PLOS Computational Biology | 2016
Fabian Paul; Thomas R. Weikl
Protein binding often involves conformational changes. Important questions are whether a conformational change occurs prior to a binding event (‘conformational selection’) or after a binding event (‘induced fit’), and how conformational transition rates can be obtained from experiments. In this article, we present general results for the chemical relaxation rates of conformational-selection and induced-fit binding processes that hold for all concentrations of proteins and ligands and, thus, go beyond the standard pseudo-first-order approximation of large ligand concentration. These results allow to distinguish conformational-selection from induced-fit processes—also in cases in which such a distinction is not possible under pseudo-first-order conditions—and to extract conformational transition rates of proteins from chemical relaxation data.
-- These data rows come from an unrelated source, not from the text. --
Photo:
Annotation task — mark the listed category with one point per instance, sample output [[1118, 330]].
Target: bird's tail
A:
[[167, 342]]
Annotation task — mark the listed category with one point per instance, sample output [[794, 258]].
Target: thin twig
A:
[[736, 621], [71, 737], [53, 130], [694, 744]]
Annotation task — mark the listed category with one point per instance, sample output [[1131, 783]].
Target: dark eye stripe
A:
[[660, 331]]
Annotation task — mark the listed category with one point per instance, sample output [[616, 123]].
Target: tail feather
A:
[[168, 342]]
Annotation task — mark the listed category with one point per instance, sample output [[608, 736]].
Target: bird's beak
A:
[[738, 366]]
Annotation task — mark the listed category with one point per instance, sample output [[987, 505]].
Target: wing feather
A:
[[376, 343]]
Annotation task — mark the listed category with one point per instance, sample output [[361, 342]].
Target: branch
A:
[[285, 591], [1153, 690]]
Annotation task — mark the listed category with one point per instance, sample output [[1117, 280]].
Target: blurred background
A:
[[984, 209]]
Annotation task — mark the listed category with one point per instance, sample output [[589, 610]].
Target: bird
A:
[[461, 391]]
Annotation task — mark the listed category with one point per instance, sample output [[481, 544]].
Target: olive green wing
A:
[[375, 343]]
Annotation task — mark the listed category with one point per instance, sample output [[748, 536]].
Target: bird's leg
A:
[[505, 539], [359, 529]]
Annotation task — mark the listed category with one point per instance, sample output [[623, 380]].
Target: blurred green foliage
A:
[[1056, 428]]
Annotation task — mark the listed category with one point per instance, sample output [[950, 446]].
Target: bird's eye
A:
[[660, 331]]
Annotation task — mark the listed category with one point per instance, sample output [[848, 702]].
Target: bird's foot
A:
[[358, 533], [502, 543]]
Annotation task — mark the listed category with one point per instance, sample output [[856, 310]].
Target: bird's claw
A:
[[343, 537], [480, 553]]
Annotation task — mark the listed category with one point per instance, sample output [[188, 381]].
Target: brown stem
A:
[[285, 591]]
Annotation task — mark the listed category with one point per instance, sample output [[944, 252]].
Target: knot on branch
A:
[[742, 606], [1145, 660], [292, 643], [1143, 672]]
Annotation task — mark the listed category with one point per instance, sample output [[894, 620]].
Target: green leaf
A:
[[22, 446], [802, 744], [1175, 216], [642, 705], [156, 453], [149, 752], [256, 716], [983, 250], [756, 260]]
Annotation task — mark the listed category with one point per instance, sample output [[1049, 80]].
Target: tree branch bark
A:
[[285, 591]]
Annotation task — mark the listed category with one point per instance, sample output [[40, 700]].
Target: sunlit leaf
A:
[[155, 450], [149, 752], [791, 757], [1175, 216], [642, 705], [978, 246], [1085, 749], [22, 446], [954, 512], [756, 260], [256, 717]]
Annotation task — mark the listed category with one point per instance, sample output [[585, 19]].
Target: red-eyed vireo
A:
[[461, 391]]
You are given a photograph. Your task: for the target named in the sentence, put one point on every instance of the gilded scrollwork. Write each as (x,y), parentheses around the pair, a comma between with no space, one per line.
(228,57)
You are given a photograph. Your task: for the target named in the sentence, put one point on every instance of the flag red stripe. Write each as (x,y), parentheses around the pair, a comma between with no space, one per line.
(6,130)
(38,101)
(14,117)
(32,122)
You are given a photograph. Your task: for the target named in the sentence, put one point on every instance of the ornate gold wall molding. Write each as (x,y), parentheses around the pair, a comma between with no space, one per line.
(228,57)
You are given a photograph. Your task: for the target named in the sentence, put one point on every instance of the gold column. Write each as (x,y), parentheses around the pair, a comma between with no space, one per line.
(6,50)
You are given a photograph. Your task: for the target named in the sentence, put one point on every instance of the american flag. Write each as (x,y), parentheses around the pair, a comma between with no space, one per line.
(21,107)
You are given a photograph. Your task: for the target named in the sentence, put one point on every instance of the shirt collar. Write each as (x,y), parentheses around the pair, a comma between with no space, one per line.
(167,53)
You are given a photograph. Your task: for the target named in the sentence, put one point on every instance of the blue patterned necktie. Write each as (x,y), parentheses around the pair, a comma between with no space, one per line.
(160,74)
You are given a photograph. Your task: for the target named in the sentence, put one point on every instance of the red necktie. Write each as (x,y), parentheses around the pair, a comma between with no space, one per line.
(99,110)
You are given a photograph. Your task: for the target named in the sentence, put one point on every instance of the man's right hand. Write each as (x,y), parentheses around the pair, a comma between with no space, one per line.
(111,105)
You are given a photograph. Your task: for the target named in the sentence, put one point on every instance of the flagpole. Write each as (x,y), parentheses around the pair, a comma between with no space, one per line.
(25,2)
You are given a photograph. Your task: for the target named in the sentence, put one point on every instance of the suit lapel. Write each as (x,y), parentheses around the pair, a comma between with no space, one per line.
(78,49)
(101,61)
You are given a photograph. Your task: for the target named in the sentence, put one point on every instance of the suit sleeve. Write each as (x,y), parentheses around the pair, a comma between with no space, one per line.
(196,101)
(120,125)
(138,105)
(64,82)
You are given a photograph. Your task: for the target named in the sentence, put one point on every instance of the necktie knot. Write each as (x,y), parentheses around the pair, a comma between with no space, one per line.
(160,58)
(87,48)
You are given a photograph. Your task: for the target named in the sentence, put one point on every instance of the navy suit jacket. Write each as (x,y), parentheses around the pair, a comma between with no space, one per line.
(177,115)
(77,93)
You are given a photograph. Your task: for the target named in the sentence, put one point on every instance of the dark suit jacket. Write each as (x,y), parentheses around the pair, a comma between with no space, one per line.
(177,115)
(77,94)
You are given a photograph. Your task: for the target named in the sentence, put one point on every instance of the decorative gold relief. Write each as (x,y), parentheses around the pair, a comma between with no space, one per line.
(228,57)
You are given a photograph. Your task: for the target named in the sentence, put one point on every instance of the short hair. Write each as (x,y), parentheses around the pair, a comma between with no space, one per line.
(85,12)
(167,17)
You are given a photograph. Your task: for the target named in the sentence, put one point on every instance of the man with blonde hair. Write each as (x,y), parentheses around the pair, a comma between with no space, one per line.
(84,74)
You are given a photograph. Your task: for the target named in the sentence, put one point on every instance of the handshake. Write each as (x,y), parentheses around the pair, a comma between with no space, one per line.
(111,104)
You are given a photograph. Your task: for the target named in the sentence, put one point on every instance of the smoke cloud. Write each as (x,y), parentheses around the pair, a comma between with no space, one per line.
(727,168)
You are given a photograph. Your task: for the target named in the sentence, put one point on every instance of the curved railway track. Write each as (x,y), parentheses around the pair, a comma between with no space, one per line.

Journal of Physical Chemistry B | 2018
Fabian Paul; Frank Noé; Thomas R. Weikl
Unstructured proteins and peptides typically fold during binding to ligand proteins. A challenging problem is to identify the mechanism and kinetics of these binding-induced folding processes in experiments and atomistic simulations. In this Article, we present a detailed picture for the folding of the inhibitor peptide PMI into a helix during binding to the oncoprotein fragment 25-109Mdm2 obtained from atomistic, explicit-water simulations and Markov state modeling. We find that binding-induced folding of PMI is highly parallel and can occur along a multitude of pathways. Some pathways are induced-fit-like with binding occurring prior to PMI helix formation, while other pathways are conformational-selection-like with binding after helix formation. On the majority of pathways, however, binding is intricately coupled to folding, without clear temporal ordering. A central feature of these pathways is PMI motion on the Mdm2 surface, along the binding groove of Mdm2 or over the rim of this groove. The native binding groove of Mdm2 thus appears as an asymmetric funnel for PMI binding. Overall, binding-induced folding of PMI does not fit into the classical picture of induced fit or conformational selection that implies a clear temporal ordering of binding and folding events. We argue that this holds in general for binding-induced folding processes because binding and folding events in these processes likely occur on similar time scales and do exhibit the time-scale separation required for temporal ordering.